El gobierno solicitó la semana pasada a la Corte Constitucional una prórroga de cinco años y cinco meses para que la petrolera estatal Petroecuador cese sus operaciones y se retire.
“Vine a verificar que la decisión del referéndum del año pasado, donde los ciudadanos votaron a favor del cierre de este campo, se está cumpliendo”, afirmó el titular del ministerio, Antonio Goncalves, en el comunicado. “Cumplir con el cierre del ITT no es una tarea fácil, requiere una planificación especial y técnica”.

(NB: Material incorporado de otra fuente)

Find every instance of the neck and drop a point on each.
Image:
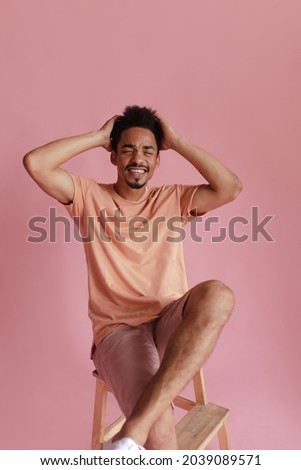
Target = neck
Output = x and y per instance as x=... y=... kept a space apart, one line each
x=126 y=192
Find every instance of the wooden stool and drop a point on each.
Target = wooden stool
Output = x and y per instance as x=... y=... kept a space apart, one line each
x=202 y=422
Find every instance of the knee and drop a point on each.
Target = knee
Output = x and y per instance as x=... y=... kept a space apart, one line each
x=213 y=300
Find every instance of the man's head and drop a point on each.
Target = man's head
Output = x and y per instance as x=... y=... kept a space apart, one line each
x=136 y=140
x=136 y=116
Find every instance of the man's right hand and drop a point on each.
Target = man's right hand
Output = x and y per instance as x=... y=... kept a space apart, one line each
x=44 y=163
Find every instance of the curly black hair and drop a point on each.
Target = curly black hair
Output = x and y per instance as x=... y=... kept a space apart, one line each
x=136 y=116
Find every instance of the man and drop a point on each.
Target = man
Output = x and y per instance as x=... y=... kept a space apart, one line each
x=151 y=334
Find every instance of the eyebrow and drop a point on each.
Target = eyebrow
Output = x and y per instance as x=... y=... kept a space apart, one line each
x=132 y=146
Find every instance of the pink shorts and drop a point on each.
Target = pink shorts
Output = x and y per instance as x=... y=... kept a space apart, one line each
x=129 y=356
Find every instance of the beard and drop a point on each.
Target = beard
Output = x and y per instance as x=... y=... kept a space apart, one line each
x=136 y=185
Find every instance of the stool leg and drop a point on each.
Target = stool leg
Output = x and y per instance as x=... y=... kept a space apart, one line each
x=223 y=437
x=99 y=416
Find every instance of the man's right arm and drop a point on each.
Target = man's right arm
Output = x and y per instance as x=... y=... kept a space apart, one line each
x=44 y=163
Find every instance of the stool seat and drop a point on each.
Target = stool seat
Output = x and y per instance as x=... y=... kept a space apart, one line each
x=202 y=422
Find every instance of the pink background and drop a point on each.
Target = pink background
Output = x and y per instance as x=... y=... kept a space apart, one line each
x=226 y=73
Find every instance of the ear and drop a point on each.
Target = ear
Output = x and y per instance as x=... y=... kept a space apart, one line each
x=113 y=158
x=158 y=160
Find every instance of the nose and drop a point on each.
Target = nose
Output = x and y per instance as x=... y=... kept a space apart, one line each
x=137 y=153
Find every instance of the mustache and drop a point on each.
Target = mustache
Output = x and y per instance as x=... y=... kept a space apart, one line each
x=135 y=165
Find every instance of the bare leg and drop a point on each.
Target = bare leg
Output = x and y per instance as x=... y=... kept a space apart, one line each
x=162 y=434
x=207 y=310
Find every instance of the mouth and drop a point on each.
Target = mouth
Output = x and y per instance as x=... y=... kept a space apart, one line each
x=136 y=172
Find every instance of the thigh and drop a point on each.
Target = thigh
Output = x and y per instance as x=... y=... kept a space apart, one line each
x=170 y=319
x=127 y=359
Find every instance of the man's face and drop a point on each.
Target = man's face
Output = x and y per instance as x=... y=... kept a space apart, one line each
x=136 y=157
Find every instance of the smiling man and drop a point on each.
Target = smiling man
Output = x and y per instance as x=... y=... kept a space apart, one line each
x=151 y=333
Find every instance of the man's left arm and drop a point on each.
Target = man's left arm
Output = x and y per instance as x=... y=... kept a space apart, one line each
x=223 y=185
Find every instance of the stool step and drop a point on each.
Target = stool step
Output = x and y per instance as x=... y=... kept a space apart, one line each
x=200 y=425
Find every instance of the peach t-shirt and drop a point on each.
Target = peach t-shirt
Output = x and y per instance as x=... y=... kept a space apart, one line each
x=133 y=251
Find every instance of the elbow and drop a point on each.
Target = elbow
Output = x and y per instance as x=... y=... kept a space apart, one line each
x=30 y=163
x=238 y=187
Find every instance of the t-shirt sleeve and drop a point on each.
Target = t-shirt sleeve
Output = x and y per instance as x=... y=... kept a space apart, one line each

El gobierno ecuatoriano no puede establecer su propio cronograma y ha mostrado poca voluntad política para cerrar operaciones, dijo Kevin Koenig, director de clima y energía de la organización sin fines de lucro. Amazon Watch, en respuesta a la declaración del gobierno.
“El gobierno está obligado por sus obligaciones con la Corte Constitucional, que le dio un año para cerrar 227 pozos… El hecho de que ayer cerraran uno no significa que estén cumpliendo con la orden judicial”, dijo Koenig en una llamada desde el Parque Nacional Yasuní.
“No están cumpliendo con su obligación judicial ante la corte, no están cumpliendo el mandato del pueblo ecuatoriano y no están respetando los derechos de los Waorani”, dijo.
El Parque Nacional Yasuní es una de las regiones con mayor biodiversidad del planeta. Además de los waorani, es el hogar de dos de las últimas comunidades indígenas del mundo que viven en aislamiento voluntario, los taromenane y los tagaeri, según la organización sin fines de lucro Amazon Frontlines.
Poner fin a la perforación petrolera en el bloque petrolero 43-ITT podría costar 1.3 millones de dólares, según estimaciones del gobierno.
El petróleo representa casi un tercio del PIB de Ecuador y su economía está luchando por cumplir con sus obligaciones de deuda interna.